Comment l'architecture numérique nous plonge dans un monde onirique ?
Un peu plus loin, on peut plonger dans une piscine rose, depuis laquelle on accède à un salon moderniste à toit ouvert. Aucun hôtel étoilé ne peut rivaliser avec cette expérience, qui ne requiert ni long voyage ni beaucoup d'argent. Il est devenu presque impossible de scroller sur Instagram sans apercevoir un court de tennis flottant, une maison en forme de coquillage ou un escalier en colimaçon d'inspiration brutaliste qui ne mène nulle part. L'architecture imaginaire ne repose sur aucune base, mais c'est précisément pour cette raison qu'elle touche une corde sensible. Elle utilise le rendu 3D, qui consiste à créer des images numériques réalistes à partir d'un modèle 3D. Cette technique est utilisée depuis longtemps par les architectes pour prévisualiser leurs projets, mais ces dernières années, elle a pris une autre dimension dans les mains des créatifs du monde entier. L'architecture est donc le énième domino frappé par l'attrait du virtuel. Depuis quelque temps, l'industrie de la mode investit mas- sivement dans le dressing des avatars. Le temps est donc venu d'habiller le monde dans lequel ces avatars évoluent. Et si ces endroits sont roses, c’est encore mieux !
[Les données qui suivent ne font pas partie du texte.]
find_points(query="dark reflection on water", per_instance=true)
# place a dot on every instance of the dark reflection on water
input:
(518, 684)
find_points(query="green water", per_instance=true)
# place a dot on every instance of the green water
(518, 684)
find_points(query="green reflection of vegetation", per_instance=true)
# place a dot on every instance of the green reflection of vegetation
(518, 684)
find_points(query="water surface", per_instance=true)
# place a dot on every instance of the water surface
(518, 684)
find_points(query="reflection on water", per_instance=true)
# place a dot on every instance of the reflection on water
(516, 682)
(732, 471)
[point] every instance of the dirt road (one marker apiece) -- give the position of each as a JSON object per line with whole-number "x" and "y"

Le Sud-Africain Alexis Christodoulou, alias @teaaalexis, est l'un des pionniers à avoir, il y a quelques années, brouillé les frontières entre l’imaginaire et la réalité, en y ajoutant une bonne dose de design. “Ma génération a été la première à grandir avec des jeux vidéo qui donnaient au paysage numérique des dimensions 3D. La plupart de ces jeux se déroulaient dans des univers de science-fiction ou de guerre ; ce n'est pas ma tasse de thé, mais ça m'a fait réfléchir aux possibilités dans ce domaine. Plusieurs années plus tard, j'ai commencé à jouer avec la 3D et un nouveau monde, au sens propre comme au figuré, s'est ouvert à moi. Ça m'a permis de laisser libre cours à mon imaginaire après mes heures de travail. En un rien de temps, mes paysages sont devenus viraux.” Aujourd’hui, ces paysages oniriques ont envahi nos feeds et on ne compte plus les artistes virtuels virtuoses. Six N Five à Barcelone, Maxime Zhestkov, Paul Milinski ou Joe Mortell, pour n'en citer que quelques-uns.
Architecture onirique
Ce qui était au départ une activité de niche a pris de l'ampleur dans les années 2020. La pandémie a évidemment joué un rôle majeur à cet égard ; après des mois d'assignation à résidence, l'évasion pourrait bien devenir la tendance de la décennie. Plus récemment, le battage médiatique autour de l'art virtuel et des NFT a également braqué les projecteurs sur ces “bâtisseurs de rêves”. Emma Slangen est designer de mobilier industriel et artiste 3D. Depuis qu'elle a commencé, il y a deux ans, à jouer avec la technologie depuis son appartement londonien, elle a fait de son hobby un travail à mi-temps et peine à suivre tant la demande de nouveaux rendus numériques a explosé. “Avant, je faisais ça pour moi après le boulot ; aujourd’hui, c’est une activité qui occupe 50% de mon temps. La Belgique en est encore à ses balbutie- ments dans ce domaine, ce sont surtout les architectes qui font appel à moi. Je reçois des demandes de l’étranger, en provenance de différents secteurs comme la mode, l’art, le design. Cette année, je travaille sur des projets dont j’ignorais l'existence il y a an. L'évolution est dingue.”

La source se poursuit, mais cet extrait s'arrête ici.